Vace Italian Delicatessen. Photograph: Greg Kahn/The Guardian

Next up, I recommend a stroll through beautiful Rock Creek Park. The green, tranquil escape is the perfect place to go on a long walk and talk trash with your friends. Take your time, until you are ready to do some more eating. In 2023, Tom Sietsema, the Washington Post’s food critic, named Purple Patch the restaurant of the year, and it was well deserved. The Filipino-American establishment in Mount Pleasant has a bright, cozy atmosphere. I have vivid, passionate dreams about its ube pie.

Day 3: Books and board games

To begin: a two-hour unlimited brunch at Ambar. Personally, I could happily eat nothing but Ambar’s cheese and meat pies until they run out of pies and ask me to leave. But this Balkan restaurant on Capitol Hill has other gems on the menu too, like pork sausage and ajvar, a delicious roasted pepper and eggplant spread.

Just a 10-minute walk from Ambar, Capitol Hill Books is the kind of shabby, warm, overstuffed shop that would serve as the quaint backdrop for a meet-cute in a 90s romcom. There is no more perfect place to browse after brunch and to be wooed into thinking that maybe this is the copy of Anna Karenina you’ll actually finish.

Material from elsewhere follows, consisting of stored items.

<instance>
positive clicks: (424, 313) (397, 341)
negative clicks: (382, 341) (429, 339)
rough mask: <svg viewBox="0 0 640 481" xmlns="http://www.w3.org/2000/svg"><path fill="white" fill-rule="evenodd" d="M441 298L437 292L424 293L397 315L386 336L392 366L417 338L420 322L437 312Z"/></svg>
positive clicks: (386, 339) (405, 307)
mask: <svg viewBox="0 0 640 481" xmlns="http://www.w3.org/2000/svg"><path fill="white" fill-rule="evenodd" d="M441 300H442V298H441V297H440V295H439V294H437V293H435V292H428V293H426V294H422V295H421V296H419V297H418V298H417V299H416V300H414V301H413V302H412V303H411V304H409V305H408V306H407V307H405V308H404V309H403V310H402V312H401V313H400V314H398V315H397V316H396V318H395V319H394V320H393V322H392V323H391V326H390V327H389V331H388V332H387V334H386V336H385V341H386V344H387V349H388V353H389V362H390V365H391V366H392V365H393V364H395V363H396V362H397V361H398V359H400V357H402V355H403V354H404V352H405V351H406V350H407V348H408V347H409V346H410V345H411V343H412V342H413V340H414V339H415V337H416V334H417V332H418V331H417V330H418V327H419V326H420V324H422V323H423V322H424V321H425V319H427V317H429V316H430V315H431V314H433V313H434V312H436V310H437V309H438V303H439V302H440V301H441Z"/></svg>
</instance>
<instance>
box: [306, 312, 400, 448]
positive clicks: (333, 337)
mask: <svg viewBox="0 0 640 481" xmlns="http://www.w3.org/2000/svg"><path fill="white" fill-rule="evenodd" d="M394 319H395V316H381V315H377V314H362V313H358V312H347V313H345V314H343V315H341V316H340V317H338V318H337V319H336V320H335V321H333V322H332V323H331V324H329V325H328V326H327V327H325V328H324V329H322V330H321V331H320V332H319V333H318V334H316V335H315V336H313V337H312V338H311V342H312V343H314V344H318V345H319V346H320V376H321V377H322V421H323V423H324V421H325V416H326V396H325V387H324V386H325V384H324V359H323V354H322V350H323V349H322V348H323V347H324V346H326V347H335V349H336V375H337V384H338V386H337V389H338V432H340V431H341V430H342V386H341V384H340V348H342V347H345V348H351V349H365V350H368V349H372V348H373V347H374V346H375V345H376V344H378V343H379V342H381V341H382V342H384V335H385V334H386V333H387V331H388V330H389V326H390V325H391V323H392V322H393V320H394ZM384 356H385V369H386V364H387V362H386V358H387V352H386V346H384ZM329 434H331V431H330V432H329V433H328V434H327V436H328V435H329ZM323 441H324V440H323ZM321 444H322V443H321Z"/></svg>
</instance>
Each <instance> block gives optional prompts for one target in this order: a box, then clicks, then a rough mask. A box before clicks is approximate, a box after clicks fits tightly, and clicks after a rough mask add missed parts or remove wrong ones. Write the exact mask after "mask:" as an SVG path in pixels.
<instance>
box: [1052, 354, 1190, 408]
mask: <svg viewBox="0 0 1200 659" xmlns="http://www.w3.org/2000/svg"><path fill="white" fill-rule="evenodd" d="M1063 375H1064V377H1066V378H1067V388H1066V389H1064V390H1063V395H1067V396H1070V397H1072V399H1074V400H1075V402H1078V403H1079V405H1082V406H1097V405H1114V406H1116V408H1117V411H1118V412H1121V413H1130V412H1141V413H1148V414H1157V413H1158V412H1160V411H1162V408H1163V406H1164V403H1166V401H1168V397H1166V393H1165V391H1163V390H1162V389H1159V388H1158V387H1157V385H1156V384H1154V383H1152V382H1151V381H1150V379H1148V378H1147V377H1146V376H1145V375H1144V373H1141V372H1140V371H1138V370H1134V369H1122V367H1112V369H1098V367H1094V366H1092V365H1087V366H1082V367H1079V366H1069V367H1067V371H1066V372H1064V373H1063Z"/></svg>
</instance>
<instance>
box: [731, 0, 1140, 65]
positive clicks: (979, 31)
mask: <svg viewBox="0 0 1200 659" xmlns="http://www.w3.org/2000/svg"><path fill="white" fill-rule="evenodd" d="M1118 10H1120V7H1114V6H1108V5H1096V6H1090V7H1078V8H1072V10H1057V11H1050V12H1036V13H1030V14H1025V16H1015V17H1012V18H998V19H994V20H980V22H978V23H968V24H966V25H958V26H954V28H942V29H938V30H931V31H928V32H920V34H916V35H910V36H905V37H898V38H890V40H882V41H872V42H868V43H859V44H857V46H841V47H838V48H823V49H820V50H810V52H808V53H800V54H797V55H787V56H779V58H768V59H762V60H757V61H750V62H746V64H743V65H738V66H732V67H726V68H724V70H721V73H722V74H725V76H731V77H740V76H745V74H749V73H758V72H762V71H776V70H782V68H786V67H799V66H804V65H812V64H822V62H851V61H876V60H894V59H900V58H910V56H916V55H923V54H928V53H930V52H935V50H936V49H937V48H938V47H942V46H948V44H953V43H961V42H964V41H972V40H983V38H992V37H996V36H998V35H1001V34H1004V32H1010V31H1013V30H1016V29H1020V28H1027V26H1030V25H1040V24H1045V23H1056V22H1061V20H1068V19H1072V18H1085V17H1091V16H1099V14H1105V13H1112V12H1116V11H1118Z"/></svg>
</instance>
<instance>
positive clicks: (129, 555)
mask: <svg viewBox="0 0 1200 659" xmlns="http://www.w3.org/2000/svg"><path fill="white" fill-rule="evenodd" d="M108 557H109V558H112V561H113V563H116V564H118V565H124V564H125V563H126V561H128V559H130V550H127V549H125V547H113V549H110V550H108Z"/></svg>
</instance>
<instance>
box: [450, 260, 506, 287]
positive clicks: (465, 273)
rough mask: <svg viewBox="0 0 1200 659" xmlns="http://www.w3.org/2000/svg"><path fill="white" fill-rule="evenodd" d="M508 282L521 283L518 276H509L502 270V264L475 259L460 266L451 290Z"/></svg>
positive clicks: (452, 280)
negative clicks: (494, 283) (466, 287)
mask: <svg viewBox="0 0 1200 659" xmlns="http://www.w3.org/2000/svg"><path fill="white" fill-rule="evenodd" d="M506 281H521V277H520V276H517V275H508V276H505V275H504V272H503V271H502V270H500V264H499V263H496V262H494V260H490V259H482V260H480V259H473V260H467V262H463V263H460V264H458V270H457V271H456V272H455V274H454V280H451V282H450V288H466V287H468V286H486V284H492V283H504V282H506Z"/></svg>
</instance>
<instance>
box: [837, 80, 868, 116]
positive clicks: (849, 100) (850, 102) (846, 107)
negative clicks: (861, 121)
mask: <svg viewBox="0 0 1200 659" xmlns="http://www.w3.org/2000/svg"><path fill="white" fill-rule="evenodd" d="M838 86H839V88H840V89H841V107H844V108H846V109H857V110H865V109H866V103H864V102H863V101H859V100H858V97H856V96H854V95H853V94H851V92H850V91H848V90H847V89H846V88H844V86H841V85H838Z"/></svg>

Madeleine at Capitol Hill Books. Photograph: Greg Kahn/The Guardian

A 10-minute drive south of the bookstore, Diamond Teague Park is a great place to stroll along the Anacostia River, or to sit in the grass and performatively read whichever books you picked up. Ideally, you’d buy an ice-cream cone at a nearby shop and enjoy that while you sat in the sun.

After lazing around the park, wander over to the Salt Line, an oyster bar right in front of Nationals Park. For two people, the perfect order is a dozen oysters (two each of their six selections) and one lobster roll to split. And to end the night, stop by Trusty’s Full-Serve. It’s my favorite dive bar in DC, and possibly on the planet. Trusty’s is the perfect spot to have a drink and gossip and maybe order a hot dog if you’re hungry. If you’ve run out of gossip, you can play one of the board games lying around: Tetris, Battleship, a battered box of old Trivial Pursuit cards. Everyone is so nice and they always remember my order (sparkling water and lime).

Question Time

Is three days in Washington DC enough?

Yes.

The National Mall. And yes. It’s beautiful, lined by wonderful free museums, and you can see the Capitol and the Washington monument from afar, which is all you need.

Is it expensive to visit Washington DC?

It doesn’t have to be. The Smithsonian museums are free, and there’s good, cheap food if you know where to look.

When is the best time to visit Washington DC?

Spring and fall because that’s when the weather is the most mild (albeit unpredictable) and when the flora puts on the best show.

What’s the weather in Washington DC?

Cold and gray in the winter, hot and humid in the summer. Spring and fall are wild cards.